Let $(\Omega, \mathcal{F}_{\infty}, \mathbb{P})$ be a probability space and let $(B_t)$ be a standard Brownian motion with its natural filtration $(\mathcal{F}_t)_{t\geq 0}$. Let $\mathbb{Q}$ be a probability measure which is absolutely continuous w.r.t $\mathbb{P}$ on $(\Omega, \mathcal{F}_{\infty})$ then Radon-Nikodym theorem yields the existence of measurable function $Z_{\infty} =\left. \frac{d\mathbb{Q}}{d\mathbb{P}}\right|_{\mathcal{F}_{\infty}}$ (the Radon-Nikodym derivative).

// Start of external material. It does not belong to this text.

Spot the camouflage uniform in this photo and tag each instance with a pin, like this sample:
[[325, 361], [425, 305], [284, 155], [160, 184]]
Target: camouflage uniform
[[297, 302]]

Now define $Z_t = \mathbb{E}[Z_{\infty}|\mathcal{F}_t]$ we want to show that $Z_t$ is a martingale with respect to $\mathcal{F}_t$. Let $s \leq t$ then
$$\mathbb{E}[Z_t | \mathcal{F}_{s}] = \mathbb{E}[\mathbb{E}[Z_{\infty}|\mathcal{F}_t] | \mathcal{F}_{s}]$$
the tower property of conditional expectation yields that
$$\mathbb{E}[\mathbb{E}[Z_{\infty}|\mathcal{F}_t] | \mathcal{F}_{s}] = \mathbb{E}[Z_{\infty}|\mathcal{F}_s]=Z_s.$$
Hence, $(Z_t)$ is a martingale.
Now we show that $Z_t = \left.\frac{d\mathbb{Q}}{d\mathbb{P}}\right|_{\mathcal{F}_t}$, indeed,
for any bounded $\mathcal{F}_t$-measurable function $f$ we have
\begin{align*}
\int_{\Omega}f \ d\mathbb{Q}=& \int_{\Omega} f Z_{\infty} \ d\mathbb{P} = \mathbb{E}_{\mathbb{P}}[fZ_{\infty}]\\=&\mathbb{E}[\mathbb{E}[fZ_{\infty} | \mathcal{F}_t]]= \mathbb{E}[f \mathbb{E}[Z_{\infty}|\mathcal{F}_t]] \\=& \mathbb{E}[fZ_t] = \int_{\Omega} fZ_t d\mathbb{P}.
\end{align*}
Hence, $Z_{\infty}d\mathbb{P} = Z_t d\mathbb{P}$ on $\mathcal{F}_t$ for each $t$.